Quando o assunto é chocolate, é quase inevitável pensar em países como a Suíça e a Bélgica, conhecidos mundialmente por produzir chocolates de alta qualidade. Mas o Brasil pode estar prestes a entrar nessa conversa por um motivo bem diferente. Pesquisadores da Universidade Estadual de Campinas desenvolveram um tipo de mel com sabor de chocolate que funciona como adoçante natural e ainda concentra compostos benéficos à saúde.
O estudo, publicado na revista científica ACS Sustainable Chemistry & Engineering, mostrou que é possível extrair substâncias do cacau diretamente para o mel usando tecnologia ultrassônica. Como resultado, eles desenvolveram um ingrediente que combina doçura natural, sabor de chocolate e propriedades antioxidantes, além de reaproveitar partes do cacau que normalmente seriam descartadas na produção de chocolate.
Cientistas brasileiros transformaram resíduos do cacau em um novo tipo de adoçante
A ideia por trás da pesquisa nasceu de algo que normalmente é tratado como lixo na indústria do chocolate, que são as cascas da amêndoa de cacau. Durante a produção de chocolate, essa camada externa costuma ser descartada. No entanto, ela ainda contém diversos compostos bioativos importantes. Os pesquisadores da Unicamp decidiram então testar uma forma de extrair essas substâncias utilizando um ingrediente inesperado: mel de abelhas nativas brasileiras sem ferrão.
Para isso, foi utilizado um método conhecido como extração assistida por ultrassom. Uma sonda emite ondas sonoras dentro de um recipiente contendo o mel e as cascas de cacau. Essas ondas criam microbolhas que se rompem rapidamente, quebrando estruturas do material vegetal e liberando os compostos presentes nele.

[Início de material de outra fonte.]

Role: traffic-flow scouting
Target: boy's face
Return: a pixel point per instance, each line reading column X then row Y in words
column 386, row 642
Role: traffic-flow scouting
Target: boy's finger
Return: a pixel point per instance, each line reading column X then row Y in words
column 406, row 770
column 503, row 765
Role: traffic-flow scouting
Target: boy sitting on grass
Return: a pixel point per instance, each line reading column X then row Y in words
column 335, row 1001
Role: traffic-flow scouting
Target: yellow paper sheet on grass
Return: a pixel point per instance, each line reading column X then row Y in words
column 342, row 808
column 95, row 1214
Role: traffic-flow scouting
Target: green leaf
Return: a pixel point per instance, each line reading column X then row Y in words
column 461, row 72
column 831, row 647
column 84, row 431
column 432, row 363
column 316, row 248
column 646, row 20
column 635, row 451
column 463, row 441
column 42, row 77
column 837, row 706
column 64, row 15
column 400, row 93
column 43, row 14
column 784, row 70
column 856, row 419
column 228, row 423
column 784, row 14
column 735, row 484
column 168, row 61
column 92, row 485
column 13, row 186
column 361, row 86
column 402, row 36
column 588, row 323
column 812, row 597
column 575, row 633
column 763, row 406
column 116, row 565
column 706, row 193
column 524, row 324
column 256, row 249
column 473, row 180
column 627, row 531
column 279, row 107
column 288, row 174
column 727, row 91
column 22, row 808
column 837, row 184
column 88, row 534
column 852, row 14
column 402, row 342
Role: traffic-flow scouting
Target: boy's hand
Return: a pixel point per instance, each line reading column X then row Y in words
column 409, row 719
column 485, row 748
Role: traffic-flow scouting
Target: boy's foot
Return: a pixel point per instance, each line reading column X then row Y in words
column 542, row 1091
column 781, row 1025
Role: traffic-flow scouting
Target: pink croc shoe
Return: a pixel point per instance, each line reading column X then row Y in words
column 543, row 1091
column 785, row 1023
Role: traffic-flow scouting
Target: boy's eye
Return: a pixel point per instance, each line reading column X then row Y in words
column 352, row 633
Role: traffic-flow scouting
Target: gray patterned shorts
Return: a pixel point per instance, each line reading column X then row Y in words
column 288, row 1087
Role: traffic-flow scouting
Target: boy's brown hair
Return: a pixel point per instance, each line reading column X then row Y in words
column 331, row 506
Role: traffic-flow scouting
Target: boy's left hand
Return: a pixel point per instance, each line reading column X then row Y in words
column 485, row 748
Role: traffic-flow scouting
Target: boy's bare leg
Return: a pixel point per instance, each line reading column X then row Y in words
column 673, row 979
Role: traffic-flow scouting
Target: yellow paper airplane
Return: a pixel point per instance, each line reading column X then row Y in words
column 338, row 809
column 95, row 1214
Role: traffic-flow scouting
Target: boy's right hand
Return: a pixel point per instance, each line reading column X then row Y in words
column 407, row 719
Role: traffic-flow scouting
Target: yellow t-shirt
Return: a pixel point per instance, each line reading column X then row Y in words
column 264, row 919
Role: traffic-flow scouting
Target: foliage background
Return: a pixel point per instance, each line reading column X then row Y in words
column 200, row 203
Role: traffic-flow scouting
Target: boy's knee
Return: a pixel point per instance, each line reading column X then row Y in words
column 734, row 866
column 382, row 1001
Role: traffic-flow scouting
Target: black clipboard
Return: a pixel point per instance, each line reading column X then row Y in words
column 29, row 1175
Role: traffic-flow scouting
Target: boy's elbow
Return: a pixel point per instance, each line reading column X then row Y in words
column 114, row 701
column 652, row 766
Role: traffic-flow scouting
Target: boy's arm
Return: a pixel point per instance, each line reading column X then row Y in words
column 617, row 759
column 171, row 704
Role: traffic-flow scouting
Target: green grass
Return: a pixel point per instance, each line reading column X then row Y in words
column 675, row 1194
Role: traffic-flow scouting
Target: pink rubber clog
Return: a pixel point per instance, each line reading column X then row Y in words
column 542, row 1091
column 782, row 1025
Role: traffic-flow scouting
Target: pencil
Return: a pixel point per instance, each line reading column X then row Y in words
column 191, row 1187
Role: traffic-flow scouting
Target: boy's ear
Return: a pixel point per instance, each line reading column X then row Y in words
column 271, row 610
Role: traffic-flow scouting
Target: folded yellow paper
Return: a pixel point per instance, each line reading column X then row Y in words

Entre as substâncias transferidas para o mel estão:
- Teobromina: um estimulante suave associado à saúde cardiovascular;
- Cafeína: em pequenas quantidades, que pode fornecer leve estímulo energético;
- Compostos fenólicos, antioxidantes: conhecidos por ajudar a combater o estresse oxidativo.
Dependendo da proporção utilizada na mistura, o resultado final apresenta um sabor bastante próximo ao chocolate, segundo os pesquisadores que participaram das análises sensoriais preliminares.
Tecnologia transformou cascas de cacau em um adoçante natural e sustentável
Cientistas brasileiros testaram o mel de cinco espécies de abelhas nativas brasileiras diferentes.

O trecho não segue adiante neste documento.